Baked Salmon Meatballs with Creamy Avocado Sauce

🐟 Baked Salmon Meatballs with Creamy Avocado Sauce

Ingredients

For the Salmon Meatballs:

  • 1 lb (450g) fresh salmon fillet (skin removed, finely chopped or pulsed in a food processor)

  • 1 cup breadcrumbs (panko preferred)

  • 1 large egg

  • 2 tbsp fresh parsley, chopped

  • 2 green onions, finely chopped

  • 2 cloves garlic, minced

  • 1 tbsp lemon juice

  • 1 tsp Dijon mustard

  • ½ tsp paprika

  • ½ tsp salt (or to taste)

  • ¼ tsp black pepper

  • 2 tbsp olive oil (for brushing)

For the Creamy Avocado Sauce:

  • 1 ripe avocado

  • ½ cup Greek yogurt (or sour cream)

  • 2 tbsp lime juice (or lemon juice)

  • 1 small garlic clove

  • 2 tbsp fresh cilantro (or parsley)

  • 1–2 tbsp olive oil

  • Salt & black pepper, to taste


Instructions

1. Prepare the Meatballs:

  1. Preheat oven to 400°F (200°C). Line a baking sheet with parchment paper.

  2. In a large bowl, combine chopped salmon, breadcrumbs, egg, parsley, green onion, garlic, lemon juice, Dijon mustard, paprika, salt, and pepper.

  3. Mix gently until combined (do not overmix).

  4. Scoop about 1 ½ tablespoons of mixture and roll into balls. Place them evenly on the baking sheet.

  5. Brush or spray lightly with olive oil.

  6. Bake for 15–18 minutes, until cooked through and slightly golden.

2. Make the Avocado Sauce:

  1. In a blender/food processor, add avocado, Greek yogurt, lime juice, garlic, cilantro, olive oil, salt, and pepper.

  2. Blend until smooth and creamy. Adjust seasoning and consistency (add a splash of water if too thick).

3. Serve:

  • Serve baked salmon meatballs warm with the creamy avocado sauce on the side or drizzled over.

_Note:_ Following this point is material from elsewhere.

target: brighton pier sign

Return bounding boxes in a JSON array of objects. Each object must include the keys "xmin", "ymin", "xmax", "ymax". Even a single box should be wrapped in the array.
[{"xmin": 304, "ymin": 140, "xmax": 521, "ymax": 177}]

  • Garnish with extra herbs or lime wedges.


🌟 Tips & Variations

  • For extra crunch, coat meatballs lightly in panko before baking.

  • Can substitute canned salmon (well-drained) if fresh isn’t available.

  • Sauce also works great as a dip for veggies or spread for wraps.